Part of Advances in Neural Information Processing Systems 34 (NeurIPS 2021)
Cem Kalkanli, Ayfer Ozgur
We introduce a novel anytime batched Thompson sampling policy for multi-armed bandits where the agent observes the rewards of her actions and adjusts her policy only at the end of a small number of batches. We show that this policy simultaneously achieves a problem dependent regret of order $O(\log(T))$ and a minimax regret of order $O(\sqrt{T\log(T)})$ while the number of batches can be bounded by $O(\log(T))$ independent of the problem instance over a time horizon $T$. We also prove that in expectation the instance dependent batch complexity of our policy is of order $O(\log\log(T))$. These results indicate that Thompson sampling performs competitively with recently proposed algorithms for the batched setting, which optimize the batch structure for a given time horizon $T$ and prioritize exploration in the beginning of the experiment to eliminate suboptimal actions.
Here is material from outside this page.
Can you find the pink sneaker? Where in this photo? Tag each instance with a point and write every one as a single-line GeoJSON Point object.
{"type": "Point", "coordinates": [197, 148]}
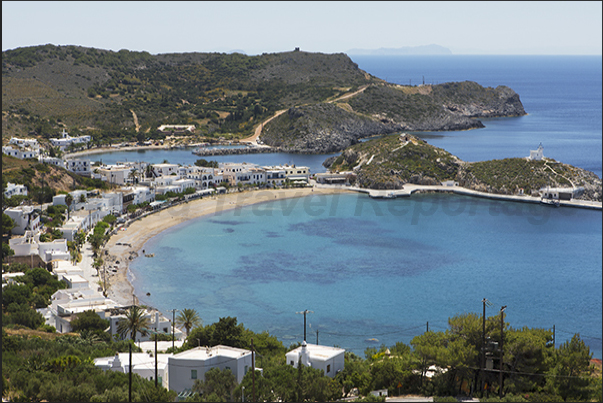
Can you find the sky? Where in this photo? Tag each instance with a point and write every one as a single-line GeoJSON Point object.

Unlike these algorithms, the batched Thompson sampling algorithm we propose is an anytime policy, i.e. it operates without the knowledge of the time horizon $T$, and as such it is the only anytime algorithm that achieves optimal regret with $O(\log\log(T))$ expected batch complexity. This is achieved through a dynamic batching strategy, which uses the agents estimates to adaptively increase the batch duration.